Les premiers commentaires relatifs à l’affaire Merah se caractérisaient par le manque d’analyse et par l’absence de référence à la matérialité des faits. Les informations données n’ont pas été confrontées. Le non sens de ce qui est exhibé n’a été relevé à aucun moment. Au contraire, il a été déplacé derrière le sens immédiatement donné à l’évènement. Aucun étonnement n’est apparu. Aucun questionnement ne pouvait avoir lieu car la réponse était déjà là, inscrite par le sens révélé, avant qu’une question puisse être posée.
Les commentaires à chaud ont fait immédiatement référence à l’affaire Breivik et aux attentats du 11 septembre. Ils ont ainsi invoqué les différentes incarnations d’un sens originaire, celui de la guerre des civilisations, dont l’affaire Merah ne pouvait qu’être un nouveau mode d’apparition, une nouvelle épiphanie [1] . Ainsi, la Chose en soi, la guerre du bien contre le mal, existerait à travers une multiplicité de manifestations, dont celle des tueries de Toulouse et de Mautaubant.

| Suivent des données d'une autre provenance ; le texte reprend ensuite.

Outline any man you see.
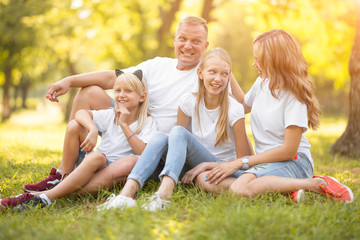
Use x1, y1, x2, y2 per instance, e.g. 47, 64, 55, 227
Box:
24, 15, 244, 194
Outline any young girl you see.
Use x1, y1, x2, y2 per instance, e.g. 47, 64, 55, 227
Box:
1, 70, 157, 212
97, 48, 253, 211
196, 29, 353, 203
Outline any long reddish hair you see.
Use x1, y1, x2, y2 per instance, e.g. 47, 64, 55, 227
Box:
254, 29, 321, 130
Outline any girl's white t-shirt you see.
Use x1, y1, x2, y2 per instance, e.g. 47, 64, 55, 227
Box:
123, 57, 199, 134
92, 109, 156, 163
244, 77, 313, 167
179, 92, 245, 161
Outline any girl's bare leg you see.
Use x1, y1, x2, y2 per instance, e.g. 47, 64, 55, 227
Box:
78, 156, 138, 194
58, 120, 88, 176
45, 152, 107, 201
156, 176, 176, 199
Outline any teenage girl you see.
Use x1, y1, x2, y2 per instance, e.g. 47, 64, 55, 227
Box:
197, 30, 353, 203
1, 70, 157, 211
97, 48, 253, 211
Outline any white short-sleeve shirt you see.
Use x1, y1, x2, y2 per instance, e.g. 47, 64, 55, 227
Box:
244, 77, 313, 167
179, 92, 245, 161
92, 109, 156, 163
122, 57, 199, 134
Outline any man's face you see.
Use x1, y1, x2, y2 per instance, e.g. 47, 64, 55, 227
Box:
174, 23, 209, 71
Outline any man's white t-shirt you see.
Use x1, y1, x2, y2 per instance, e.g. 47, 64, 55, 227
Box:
92, 109, 156, 163
244, 77, 313, 167
179, 92, 245, 161
122, 57, 199, 134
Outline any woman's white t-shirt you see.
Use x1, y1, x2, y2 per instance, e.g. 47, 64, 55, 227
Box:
179, 92, 245, 161
92, 109, 156, 163
244, 77, 313, 167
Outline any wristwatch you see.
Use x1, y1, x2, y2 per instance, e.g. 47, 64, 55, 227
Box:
241, 156, 250, 170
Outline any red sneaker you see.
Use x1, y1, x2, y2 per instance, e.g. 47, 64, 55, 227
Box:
1, 192, 35, 208
290, 189, 305, 203
314, 176, 354, 203
24, 168, 61, 192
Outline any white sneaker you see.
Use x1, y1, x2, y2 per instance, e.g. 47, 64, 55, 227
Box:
141, 192, 170, 212
97, 194, 136, 211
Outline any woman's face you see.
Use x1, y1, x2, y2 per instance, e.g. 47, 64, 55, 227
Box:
252, 43, 265, 78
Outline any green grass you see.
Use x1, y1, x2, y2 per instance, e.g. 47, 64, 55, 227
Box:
1, 105, 359, 240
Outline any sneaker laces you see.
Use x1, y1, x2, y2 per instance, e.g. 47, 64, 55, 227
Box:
97, 194, 116, 210
143, 192, 169, 211
320, 185, 342, 198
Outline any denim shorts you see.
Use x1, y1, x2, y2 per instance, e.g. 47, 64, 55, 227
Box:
239, 152, 313, 179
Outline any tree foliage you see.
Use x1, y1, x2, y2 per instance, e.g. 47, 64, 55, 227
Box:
0, 0, 358, 122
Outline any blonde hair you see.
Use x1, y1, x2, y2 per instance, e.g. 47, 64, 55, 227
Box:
176, 16, 208, 40
195, 48, 232, 146
113, 72, 149, 133
254, 29, 321, 130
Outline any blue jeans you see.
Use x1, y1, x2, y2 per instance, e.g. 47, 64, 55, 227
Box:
128, 126, 242, 188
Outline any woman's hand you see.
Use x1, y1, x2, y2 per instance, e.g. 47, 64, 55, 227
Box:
181, 162, 209, 185
80, 129, 98, 153
206, 160, 240, 185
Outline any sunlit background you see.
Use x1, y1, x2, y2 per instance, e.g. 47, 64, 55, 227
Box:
0, 0, 358, 122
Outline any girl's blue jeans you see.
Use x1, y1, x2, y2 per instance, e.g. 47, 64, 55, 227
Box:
127, 126, 225, 187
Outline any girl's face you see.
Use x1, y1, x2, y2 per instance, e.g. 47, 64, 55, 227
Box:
113, 80, 145, 111
198, 56, 231, 96
252, 43, 265, 78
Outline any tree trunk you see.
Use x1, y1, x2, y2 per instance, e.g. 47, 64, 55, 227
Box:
330, 5, 360, 158
63, 57, 78, 122
157, 0, 183, 56
13, 84, 20, 111
2, 66, 12, 121
21, 81, 30, 109
201, 0, 214, 22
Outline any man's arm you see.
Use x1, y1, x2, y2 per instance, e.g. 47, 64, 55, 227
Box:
47, 70, 117, 102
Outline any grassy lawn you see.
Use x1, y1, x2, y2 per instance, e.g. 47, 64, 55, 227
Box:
1, 105, 359, 240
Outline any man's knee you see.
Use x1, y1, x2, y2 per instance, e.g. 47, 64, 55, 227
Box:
67, 119, 82, 133
74, 86, 111, 110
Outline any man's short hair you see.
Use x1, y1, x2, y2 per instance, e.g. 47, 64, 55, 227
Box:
176, 16, 208, 39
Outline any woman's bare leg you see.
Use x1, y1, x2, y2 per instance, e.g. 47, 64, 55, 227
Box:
229, 174, 325, 198
195, 171, 237, 193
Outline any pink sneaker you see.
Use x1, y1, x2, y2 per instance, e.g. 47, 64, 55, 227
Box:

Croire en l’image que l’on ne peut voir
Les preuves irréfutables de la responsabilité de Merah dans la série d’attentats seraient contenues dans des images vidéos que le tueur aurait lui-même enregistrées. Mais, elles ne seront pas montrées. Il nous est alors demandé un surcroît de croyance envers l’invisibilité, celle de « l’évidente culpabilité » du « suspect principal ». Le procureur de la République de Paris, François Molins a déclaré que Mohammed Merah a filmé chacune des tueries des 11, 15 et 19 mars, à l’aide d’une mini caméra, une GoPro, habituellement utilisée par les plongeurs ou les sportifs.
Merah, ou l’un de ses proches, aurait eu le temps d’envoyer, au siège parisien d’Al-Jazira, ce montage de 25 minutes sur les tueries de Montauban et de Toulouse. La chaîne TV qatarie aurait remis la clé USB à la police judiciaire française. Selon Al-Jazira, la vidéo est accompagnée de musique et de versets du Coran [2]. Une autre clef USB, contenant le même montage, aurait été retrouvée sur le cadavre. En fouillant les ordinateurs de la famille, les enquêteurs n’ont pas trouvé trace d’images envoyées sur internet [3]. L’enquête n’a pas révélé pourquoi Merah et ses « complices présumés » n’ont pas immédiatement diffusé ces images sur le net, au lieu de les stocker sur sur des clefs et ainsi de s’en remettre au bon vouloir des médias afin d’en assurer la diffusion. Ici aussi, l’identité produite par l’image se substitue à la différenciation du langage. Elle repose sur une référence identitaire entre un tueur islamiste et une chaîne de télévision arabe.